Die familienpolitische Fachfrau der Grünen, Ekin Deligöz, hält solche Darstellungen für naiv. "Frau Schröder hat nicht begriffen, worauf es ankommt. Beim jetzigen, sehr steuerlastigen System werden nämlich die Familien mit den höchsten Einkommen am Besten unterstützt, während viele Alleinerziehende und Menschen mit niedrigen Einkommen die geringsten Leistungen erhalten", sagte Deligöz der SZ. Im Ergebnis wachse die Kluft zwischen Arm und Reich dadurch erst recht. Die von Deligöz kritisierte Steuerkomponente will die Union allerdings sogar noch ausweiten. Schröder bekräftigte gestern noch einmal die im Wahlprogramm von CDU und CSU enthaltene Forderung, den Kinderfreibetrag von jetzt 7008 Euro auf den Grundfreibetrag für Erwachsene (8345 Euro) anzuheben. Zusammen mit der dann notwendigen Erhöhung des Kindergeldes würden sich Mehrkosten für den Staat auf gut sieben Milliarden Euro belaufen.

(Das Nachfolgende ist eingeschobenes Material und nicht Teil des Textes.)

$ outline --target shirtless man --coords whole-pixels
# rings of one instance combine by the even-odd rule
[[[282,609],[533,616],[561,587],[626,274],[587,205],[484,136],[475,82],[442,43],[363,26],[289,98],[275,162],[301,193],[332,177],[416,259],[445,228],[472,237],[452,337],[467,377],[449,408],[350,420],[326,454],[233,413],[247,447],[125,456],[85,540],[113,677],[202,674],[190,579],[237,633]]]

Dass die Geburtenrate in Deutschland trotz der riesigen finanziellen Aufwendungen im Familienbereich nach wie vor zu den niedrigsten in der Welt gehört, wollte Schröder nicht als Makel gelten lassen. Es gäbe "keine Belege" für einen direkten Einfluss familienpolitischer Leistungen auf die Geburtenrate, meinte die CDU-Politikerin.